Groups are the strongest use case here. The second-floor room at 22 W 32nd St has the capacity for larger parties, and the tableside grill format is designed for shared eating. For groups of six or more, booking ahead on a weekend is advisable given the foot traffic Koreatown draws on Friday and Saturday nights.
Jongro BBQ is a tableside-grill format, not a bar-dining venue, so the counter experience you'd find at an omakase or sushi bar doesn't apply here. Seating is table-based, which shapes the whole experience around communal grilling rather than solo counter service.
It works for a casual celebration with a group, but it's not a white-tablecloth occasion restaurant. Jongro has earned OAD recognition three consecutive years (2023–2025), which confirms it's a credible choice in the category, but the format is convivial and informal rather than intimate. For a true special-occasion dinner, Atomix or Eleven Madison Park will deliver a more structured experience.

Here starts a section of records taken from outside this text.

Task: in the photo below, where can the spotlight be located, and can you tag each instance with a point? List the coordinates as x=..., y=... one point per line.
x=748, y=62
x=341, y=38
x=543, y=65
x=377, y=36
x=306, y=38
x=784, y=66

Solo dining at a Korean BBQ restaurant is doable but not the format's strength — tableside grills and shared portion sizes are built around groups of two or more. If you're eating alone, the 11:30 am opening makes a midweek lunch the least awkward window. For solo dining in NYC's Korean food scene, a Korean fried chicken spot or a bibimbap counter will serve you better.
For Korean BBQ specifically, the rest of 32nd Street offers direct competition within walking distance, with spots like Kang Ho Dong Baekjeong drawing similar crowds. If you're open to stepping outside the Korean BBQ format entirely, Atomix on the Upper East Side is the city's most decorated Korean fine-dining option, ranked among the world's 50 best restaurants — a different price point and format altogether, but the clearest upgrade if occasion warrants it.